LONDON (Reuters) - Ukraine will look at whether it needs to buy back or rework the terms of the GDP-linked bonds it used to sweeten its 2015 debt restructuring, the country’s finance minister said on Monday.
Ukraine threw in $3.6 billion (2.74 billion pounds) in GDP warrants - bonds indexed to economic growth - to boost the appeal of its restructuring which forced investors to write off 20 percent of the original value of their holdings.
The move was seen as particularly attractive as Kiev made one crucial omission: unlike other warrant issuers, it did not put a cap on future payouts, possibly making itself liable for big annual payouts after 2025 when other payments limits expire.
“We have developed a medium-term debt strategy and within this we are open to considering all options including our own GDP warrants,” Finance Minister Oleksandr Danylyuk told Reuters in an interview.
“But if and when (we do this) is will depend on the situation.

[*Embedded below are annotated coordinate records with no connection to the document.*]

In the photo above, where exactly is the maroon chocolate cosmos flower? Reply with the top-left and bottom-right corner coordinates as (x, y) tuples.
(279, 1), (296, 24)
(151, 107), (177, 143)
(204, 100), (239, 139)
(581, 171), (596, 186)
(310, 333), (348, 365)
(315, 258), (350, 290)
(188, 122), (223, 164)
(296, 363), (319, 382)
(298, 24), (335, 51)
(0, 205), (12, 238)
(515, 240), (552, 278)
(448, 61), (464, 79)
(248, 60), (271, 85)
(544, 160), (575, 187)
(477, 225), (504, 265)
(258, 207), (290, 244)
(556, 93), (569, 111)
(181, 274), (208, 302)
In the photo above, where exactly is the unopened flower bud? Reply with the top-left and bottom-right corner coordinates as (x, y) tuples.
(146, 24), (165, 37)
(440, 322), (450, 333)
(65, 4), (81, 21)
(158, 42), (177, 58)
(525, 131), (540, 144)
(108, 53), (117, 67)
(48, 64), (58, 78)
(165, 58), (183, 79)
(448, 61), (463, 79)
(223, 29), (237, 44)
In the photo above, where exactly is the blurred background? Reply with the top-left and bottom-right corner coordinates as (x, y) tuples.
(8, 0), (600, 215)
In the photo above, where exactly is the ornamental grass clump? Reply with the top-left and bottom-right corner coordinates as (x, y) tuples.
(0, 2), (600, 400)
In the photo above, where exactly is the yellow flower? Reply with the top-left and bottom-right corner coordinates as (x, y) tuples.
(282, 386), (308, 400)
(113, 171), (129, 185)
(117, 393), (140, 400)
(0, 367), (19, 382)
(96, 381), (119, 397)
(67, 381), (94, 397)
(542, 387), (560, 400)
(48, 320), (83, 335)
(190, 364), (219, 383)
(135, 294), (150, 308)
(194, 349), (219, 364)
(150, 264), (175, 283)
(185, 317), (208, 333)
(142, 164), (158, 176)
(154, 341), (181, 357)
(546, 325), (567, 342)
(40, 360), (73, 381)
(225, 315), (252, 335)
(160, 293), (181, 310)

We keep our options open.”
GDP warrants have been used in other debt restructurings, notably by Argentina in 2005 and Greece in 2012.

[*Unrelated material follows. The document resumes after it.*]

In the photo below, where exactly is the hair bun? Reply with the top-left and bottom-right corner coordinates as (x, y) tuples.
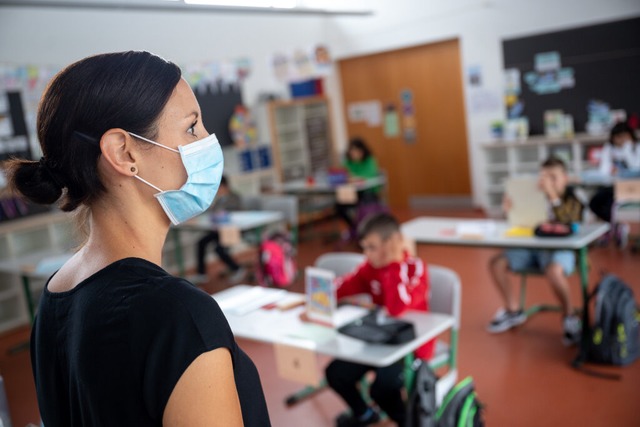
(7, 158), (64, 205)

The idea is to give a country breathing space, allowing it to pay less during an economic slump by promising investors a bigger slice of future growth.
Ukraine’s warrants pay no regular interest but they kick in once the country’s nominal GDP exceeds $125.4 billion and annual growth hits 3 percent.
Payouts are subject to a complex formula but, put simply, holders are entitled to a sum equal to 15 percent of any economic output achieved above this growth threshold, adjusted for inflation.
So should the economy expand 4 percent or more, holders will take away no less than 40 percent between them of national wealth created above that higher level from 2025 up until 2040 when the bonds expire. FACTBOX:
To illustrate what Ukraine might face, analysts at Neuberger Berman calculate that a $120 million payout in 2021 in a scenario where 2019 growth is 3.5 percent, would leap to $1.6 billion if growth was a stronger 6 percent instead.
The bill would be even bigger without the payout cap that lasts only until 2025, somewhere around $2 billion, they say.
Danylyuk said the finance ministry was also looking at other options as part of its funding review plan, including issuing bonds in its local hryvnia currency again.
“We are also working on bringing the international investors to our local debt market.
“This is a priority for us. We are not talking about years, we are talking about months,” he added.